Statistics can be used in marketing in different ways and each way has its role in B2C marketing. Since B2C industries are very competitive, creating successful marketing campaigns is an essential part of the marketers’ lives and statistics are that part that can make a huge difference in the end.
The most common use of statistics is as a source of data. This apply to B2C marketing but also to other types of business. In B2C marketing, data statistics allow marketers to determine the potential number of customers in a geographical area, to learn about the income, age and education of their potential customers but also to find out their buying preferences.
Simple data can also be used as an integrated part of a competitor’s analysis to learn about market share, longevity and the trend that determined some of their competitors’ decisions.
Statistics are also used in B2C marketing to measure customer satisfaction and brand loyalty. Using statistics to build a stronger relationship with the customers is common practice in B2C marketing, especially today when there are numerous tracking programs that analyze sale statistics. In order to create a great selling strategy, marketers look at their company’s sales but also at the industry statistics and then they come up with loyalty programs and other strategies that are meant to make the customers loyal to their brand.
Creating customized promotions and cross-selling products is another side of B2C marketing that wouldn’t be the same without statistics. A company can create a loyalty card for their customers to see what type of products each households buys. In this way they are sure their promotions will be well targeted.
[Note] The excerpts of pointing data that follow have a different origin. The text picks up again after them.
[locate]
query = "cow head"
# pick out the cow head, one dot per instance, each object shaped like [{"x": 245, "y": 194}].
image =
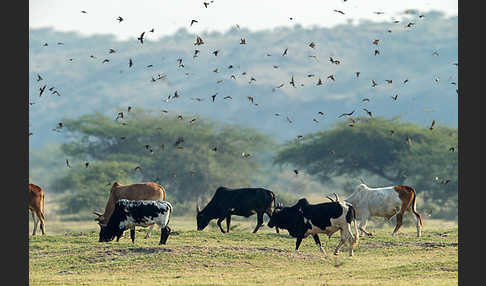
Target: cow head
[{"x": 201, "y": 218}]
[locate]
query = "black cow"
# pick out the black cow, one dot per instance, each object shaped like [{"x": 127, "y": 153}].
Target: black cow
[
  {"x": 304, "y": 219},
  {"x": 242, "y": 202},
  {"x": 128, "y": 214}
]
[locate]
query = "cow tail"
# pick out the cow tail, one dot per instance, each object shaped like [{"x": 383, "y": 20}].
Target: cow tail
[
  {"x": 413, "y": 207},
  {"x": 356, "y": 236}
]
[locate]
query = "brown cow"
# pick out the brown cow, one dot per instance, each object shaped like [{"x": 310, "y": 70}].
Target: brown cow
[
  {"x": 137, "y": 192},
  {"x": 36, "y": 206},
  {"x": 385, "y": 202}
]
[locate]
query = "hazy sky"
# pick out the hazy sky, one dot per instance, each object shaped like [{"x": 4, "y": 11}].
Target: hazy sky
[{"x": 166, "y": 17}]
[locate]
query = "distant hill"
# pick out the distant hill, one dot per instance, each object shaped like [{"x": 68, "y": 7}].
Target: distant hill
[{"x": 86, "y": 84}]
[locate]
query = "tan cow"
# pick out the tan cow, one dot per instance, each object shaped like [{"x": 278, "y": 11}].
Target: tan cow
[
  {"x": 36, "y": 206},
  {"x": 140, "y": 191}
]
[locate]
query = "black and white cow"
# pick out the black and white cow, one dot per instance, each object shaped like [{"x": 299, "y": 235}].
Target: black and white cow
[
  {"x": 304, "y": 219},
  {"x": 128, "y": 214}
]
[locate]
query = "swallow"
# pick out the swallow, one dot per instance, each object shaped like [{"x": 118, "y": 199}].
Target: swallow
[
  {"x": 141, "y": 37},
  {"x": 199, "y": 41},
  {"x": 42, "y": 90},
  {"x": 346, "y": 114},
  {"x": 292, "y": 81},
  {"x": 369, "y": 112},
  {"x": 119, "y": 115}
]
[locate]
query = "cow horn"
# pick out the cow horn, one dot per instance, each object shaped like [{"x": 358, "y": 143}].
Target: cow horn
[{"x": 337, "y": 198}]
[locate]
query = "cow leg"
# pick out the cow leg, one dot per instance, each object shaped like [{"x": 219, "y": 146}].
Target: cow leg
[
  {"x": 149, "y": 231},
  {"x": 297, "y": 243},
  {"x": 362, "y": 225},
  {"x": 341, "y": 242},
  {"x": 259, "y": 222},
  {"x": 40, "y": 217},
  {"x": 228, "y": 222},
  {"x": 132, "y": 234},
  {"x": 219, "y": 223},
  {"x": 318, "y": 242},
  {"x": 35, "y": 222},
  {"x": 417, "y": 224},
  {"x": 399, "y": 223}
]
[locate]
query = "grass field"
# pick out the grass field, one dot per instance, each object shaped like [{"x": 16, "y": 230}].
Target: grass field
[{"x": 70, "y": 254}]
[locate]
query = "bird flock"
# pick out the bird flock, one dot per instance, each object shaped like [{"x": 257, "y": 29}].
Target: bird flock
[{"x": 293, "y": 82}]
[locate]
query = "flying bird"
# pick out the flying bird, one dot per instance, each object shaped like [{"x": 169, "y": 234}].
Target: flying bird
[
  {"x": 141, "y": 37},
  {"x": 346, "y": 114},
  {"x": 42, "y": 90},
  {"x": 369, "y": 112}
]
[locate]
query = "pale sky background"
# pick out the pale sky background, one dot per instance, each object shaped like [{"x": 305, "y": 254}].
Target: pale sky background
[{"x": 166, "y": 17}]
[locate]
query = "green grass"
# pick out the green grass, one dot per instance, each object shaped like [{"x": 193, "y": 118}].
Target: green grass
[{"x": 70, "y": 254}]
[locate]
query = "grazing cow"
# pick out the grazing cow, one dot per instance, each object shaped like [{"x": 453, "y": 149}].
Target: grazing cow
[
  {"x": 384, "y": 202},
  {"x": 36, "y": 206},
  {"x": 140, "y": 191},
  {"x": 128, "y": 214},
  {"x": 242, "y": 202},
  {"x": 304, "y": 219}
]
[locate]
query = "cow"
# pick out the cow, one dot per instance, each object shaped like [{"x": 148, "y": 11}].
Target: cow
[
  {"x": 128, "y": 214},
  {"x": 36, "y": 206},
  {"x": 140, "y": 191},
  {"x": 241, "y": 202},
  {"x": 385, "y": 202},
  {"x": 304, "y": 219}
]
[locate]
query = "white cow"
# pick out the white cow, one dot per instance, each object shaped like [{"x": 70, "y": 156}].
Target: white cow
[{"x": 384, "y": 202}]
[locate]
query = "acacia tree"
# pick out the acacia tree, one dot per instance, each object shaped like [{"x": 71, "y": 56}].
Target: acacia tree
[
  {"x": 398, "y": 152},
  {"x": 189, "y": 159}
]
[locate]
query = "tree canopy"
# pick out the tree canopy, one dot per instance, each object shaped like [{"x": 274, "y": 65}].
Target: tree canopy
[{"x": 189, "y": 158}]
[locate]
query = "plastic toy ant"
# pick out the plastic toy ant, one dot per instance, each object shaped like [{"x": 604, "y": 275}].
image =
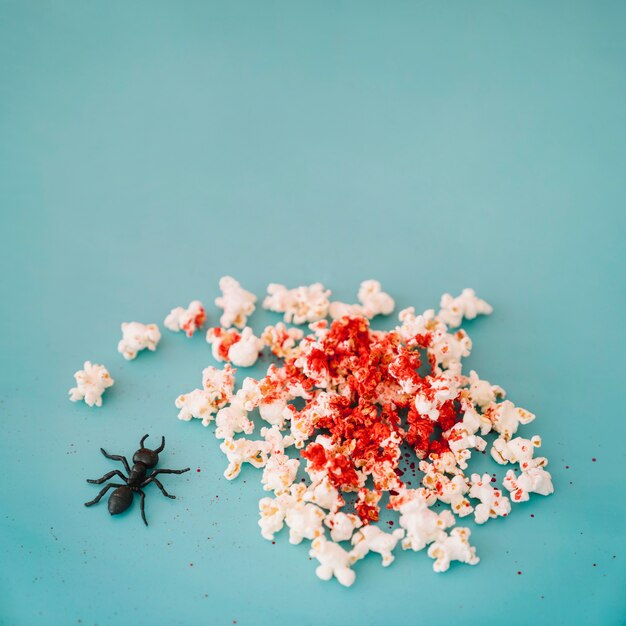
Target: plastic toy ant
[{"x": 143, "y": 460}]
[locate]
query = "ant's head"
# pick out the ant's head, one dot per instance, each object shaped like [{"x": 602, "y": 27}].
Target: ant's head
[{"x": 148, "y": 457}]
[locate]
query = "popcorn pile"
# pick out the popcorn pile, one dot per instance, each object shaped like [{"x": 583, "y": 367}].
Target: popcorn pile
[{"x": 341, "y": 404}]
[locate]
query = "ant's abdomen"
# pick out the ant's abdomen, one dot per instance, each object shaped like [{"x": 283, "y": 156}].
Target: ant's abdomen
[{"x": 120, "y": 500}]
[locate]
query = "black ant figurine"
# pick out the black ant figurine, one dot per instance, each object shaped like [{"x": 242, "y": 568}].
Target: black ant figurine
[{"x": 122, "y": 497}]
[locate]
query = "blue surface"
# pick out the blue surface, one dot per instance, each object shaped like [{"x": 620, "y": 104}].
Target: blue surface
[{"x": 147, "y": 148}]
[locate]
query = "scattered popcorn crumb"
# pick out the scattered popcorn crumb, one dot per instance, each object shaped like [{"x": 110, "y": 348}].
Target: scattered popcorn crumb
[
  {"x": 91, "y": 382},
  {"x": 300, "y": 305},
  {"x": 136, "y": 337},
  {"x": 188, "y": 320}
]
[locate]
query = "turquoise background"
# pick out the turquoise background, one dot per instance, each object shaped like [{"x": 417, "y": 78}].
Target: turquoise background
[{"x": 147, "y": 148}]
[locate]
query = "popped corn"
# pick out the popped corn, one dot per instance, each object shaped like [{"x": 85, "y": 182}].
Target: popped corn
[
  {"x": 91, "y": 382},
  {"x": 136, "y": 337},
  {"x": 190, "y": 319},
  {"x": 300, "y": 305},
  {"x": 237, "y": 303},
  {"x": 348, "y": 400}
]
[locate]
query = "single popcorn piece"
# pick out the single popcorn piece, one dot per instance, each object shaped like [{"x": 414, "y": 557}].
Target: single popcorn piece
[
  {"x": 240, "y": 451},
  {"x": 506, "y": 418},
  {"x": 241, "y": 349},
  {"x": 373, "y": 302},
  {"x": 422, "y": 525},
  {"x": 91, "y": 382},
  {"x": 373, "y": 539},
  {"x": 467, "y": 306},
  {"x": 189, "y": 320},
  {"x": 137, "y": 337},
  {"x": 455, "y": 547},
  {"x": 342, "y": 525},
  {"x": 334, "y": 561},
  {"x": 282, "y": 341},
  {"x": 300, "y": 305},
  {"x": 492, "y": 502},
  {"x": 533, "y": 480},
  {"x": 237, "y": 303},
  {"x": 204, "y": 403}
]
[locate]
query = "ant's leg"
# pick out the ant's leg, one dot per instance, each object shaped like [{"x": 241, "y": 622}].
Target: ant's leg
[
  {"x": 164, "y": 471},
  {"x": 158, "y": 483},
  {"x": 106, "y": 477},
  {"x": 99, "y": 496},
  {"x": 117, "y": 457},
  {"x": 142, "y": 495}
]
For example, marketers who work for a supermarket can create loyalty cards to track the products bought by their clients. If a household buys a specific type of product on a regular basis, they can create promotions for that specific audience alone. Knowing this information is also useful for new product launches since it is easier to promote the product directly to people who buy similar products than to try to advertise them to all the supermarket’s clients.
Communication & Marketing Mix Modeling
Statistics are very useful for determining the best communication channels for a B2C brand. Investing in marketing without properly analyzing target audience statistics is a terrible idea. Determining the best communication channels, rating them and determining a specific budget for each channel guarantees return of investment.
Marketing mix modeling (MMM) is a type of statistical analysis that estimates the impact of various marketing tactics and campaigns on sales. This type of statistical analyses is used in B2C marketing to optimize advertising campaigns and promotional tactics. MMM is also used in digital marketing to determine the best tactics for online campaigns.